If you haven't heard the name Nyquist, chances are you will. The three-year-old thoroughbred colt is the horse to beat at this year's Kentucky Derby, entering Churchill Downs undefeated at 7-0 and as bettors' early top pick.


"The two guys who scout horses for me … they loved the way the horse previewed. He didn't do the fastest preview, but they loved the way he covered the ground, his stride was so efficient," said Nyquist's owner, Canadian-born businessman J. Paul Reddam of Reddam Racing.

Reddam liked what he saw as well. He purchased Nyquist for $400,000 at the Fasig-Tipton sale in March of 2015. Their instincts were right. Just over a year later, Nyquist has gone on to earn more than $3 million in his seven races.

This isn't Reddam's first run at history. The 60-year-old businessman formed, along Doug O'Neill, the team behind Derby and Preakness winner I'll Have Another in 2012. But right now, he's focused on Nyquist.

"This is the most exciting one that we have been part of, just because we are undefeated," said O'Neill.

Nyquist's name may be familiar to fans of the NHL or Detroit Red Wings fan. The Reddam Racing horse was named after the Red Wings hockey player Gustav Nyquist.

"Reddam loves the Red Wings and has named other horses after other players," said O'Neill.

Now that the Red Wings season has come to a close, Reddam said he has a spot at the Derby for Gustav come May 7 at Churchill Downs.

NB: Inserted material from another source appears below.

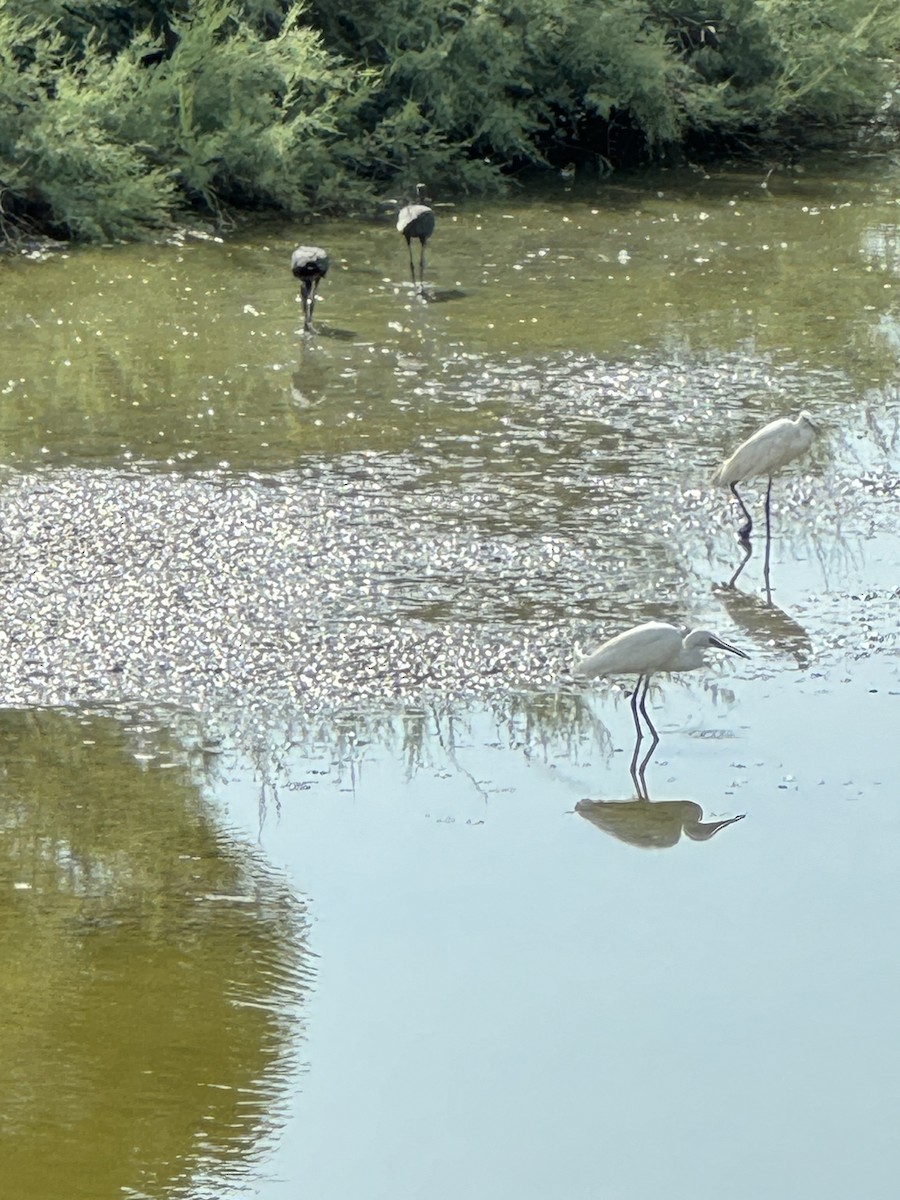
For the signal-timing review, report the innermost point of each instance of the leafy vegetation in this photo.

"He's the alpha male. In the barn of about 80 horses, he throws a fit unless he gets his breakfast first." -J. Paul Reddam, Reddam Racing

"Nyquist is all class," meaning very responsive to the jockey, Reddam said. "If you asked me to describe Nyquist the hockey player, he's very classy, soft-spoken and plays the game at a high level."

Off the track, Nyquist is drawing revenue beyond just the $3.3 million in prize money. His team recently signed a deal with Breathe Right Nasal Strips and is currently working on at least one other sponsorship deal.

"It's a natural fit, as Nyquist also wears a nasal strip," said Angie Stevens, talent manager at Meticulous Talent Management.

Born in Kentucky at Summerhill Farm, just 70 miles from Churchill Downs, Nyquist is a horse that O'Neill described as very mature and comfortable in his skin. "He thrives on attention, but his desire to win is probably his biggest strength," he added.

"He's the alpha male," Reddam added. "In the barn of about 80 horses, he throws a fit unless he gets his breakfast first."

As the number-one horse going into the Derby, O'Neill said the biggest threat to Nyquist is an injury. It's a threat his team knows well. Four years ago, a career-ending injury dashed I'll have Another's Triple Crown attempt just one day before the Belmont Stakes.

That experience left a lasting impact: "At the time, I remember thinking, if the team can survive this they can survive anything."

Reddam said his group has tried to be more balanced in their training with Nyquist, making sure to give him plenty of rest. "When it comes to the Derby, besides having a good horse, you need a lot of luck to win," he said. "You could get wiped out at any time."